Alpharma has licensed an investigational transdermal bupivacaine patch from Durect for an initial $20m, with further payments based on reaching developmental milestones.
The patch, currently known as Eladur, is based on Durect’s transdermal drug delivery technology that is designed to deliver a continuous supply of a therapeutic.
A single Eladur patch delivers bupivacaine for the treatment of pain associated with post-herpetic neuralgia (PHN) for up to three days, compared with 12 hours for currently available lidocaine patches.
Dean Mitchell, CEO of Alpharma, said: “Today's announcement continues to solidify Alpharma's position as a premier developer and marketer of novel, topically delivered solutions for pain management.
"We believe that this novel bupivacaine patch has the potential to expand the large and rapidly growing market for topical pain products with its patient friendly design and extended duration of therapeutic use, and we are pleased to be adding this to our pipeline of products in development.”
PHN is a complication of herpes zoster, which results in pain at the site of the eruption that can persist for months and in some cases years.

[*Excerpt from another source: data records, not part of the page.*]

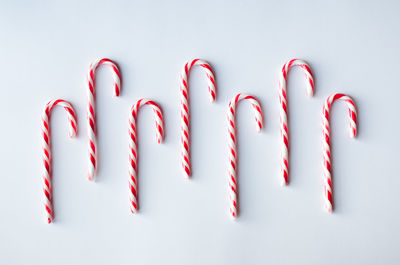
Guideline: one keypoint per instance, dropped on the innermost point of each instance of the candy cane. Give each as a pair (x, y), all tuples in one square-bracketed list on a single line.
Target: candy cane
[(326, 142), (283, 112), (185, 118), (91, 112), (47, 160), (232, 145), (133, 154)]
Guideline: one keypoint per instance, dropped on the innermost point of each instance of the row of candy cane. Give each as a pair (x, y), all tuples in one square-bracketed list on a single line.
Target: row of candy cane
[(185, 130)]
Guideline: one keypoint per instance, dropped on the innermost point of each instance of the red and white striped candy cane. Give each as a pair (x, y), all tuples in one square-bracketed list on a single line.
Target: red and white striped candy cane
[(185, 117), (283, 112), (232, 145), (328, 201), (133, 152), (91, 109), (46, 147)]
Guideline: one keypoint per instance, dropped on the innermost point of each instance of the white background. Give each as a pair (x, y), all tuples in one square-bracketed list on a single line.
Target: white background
[(352, 47)]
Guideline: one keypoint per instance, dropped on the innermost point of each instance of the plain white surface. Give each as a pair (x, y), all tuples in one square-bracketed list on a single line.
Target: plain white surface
[(352, 47)]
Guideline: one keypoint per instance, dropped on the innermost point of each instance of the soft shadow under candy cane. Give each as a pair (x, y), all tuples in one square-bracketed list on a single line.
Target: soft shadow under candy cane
[(328, 200), (91, 109), (46, 147), (283, 111), (133, 152), (185, 111), (232, 145)]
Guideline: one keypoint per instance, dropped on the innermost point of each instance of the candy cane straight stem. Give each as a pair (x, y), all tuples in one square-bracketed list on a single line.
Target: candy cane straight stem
[(91, 108), (46, 147), (232, 145), (283, 112), (133, 152), (185, 112), (328, 200)]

Durect claims that Eladur provides pain relief over a longer period of time than currently available patches and can potentially penetrate deeper into tissue. The patch measures 10cm by 14 cm and is a breathable, drug-in-adhesive matrix transdermal delivery system.
It is currently in Phase II trials, with Durect successfully completing a Phase IIa study in 2007. Data was presented at the American Pain Society 27th Annual meeting, which showed that Eladur was effective at reducing pain.
In addition, the wearing of the patch was well tolerated, with no significant skin irritation or need to reapply the patch over the three day period.
Alpharma will now fund and control the development programme, with the company targeting a 2013 launch in the US.
Transdur drug delivery system
The drug delivery technology underlying the Eladur patch is also used in another Durect product, Transdur-sufentanil, for the treatment of chronic pain.
Endo Pharmaceuticals has licensed the product and expects to hold an end-of Phase II meeting with the US Food and Drug Administration around the turn of the year.
Durect claims the delivery technology allows the patch to be 20 per cent of the size of currently available patches. By increasing the size of the patch higher concentrations of the active ingredient can be delivered.
In addition, the patch can remain affixed for up to seven days, four days more than currently available transdermal treatments for chronic pain, according to Durect.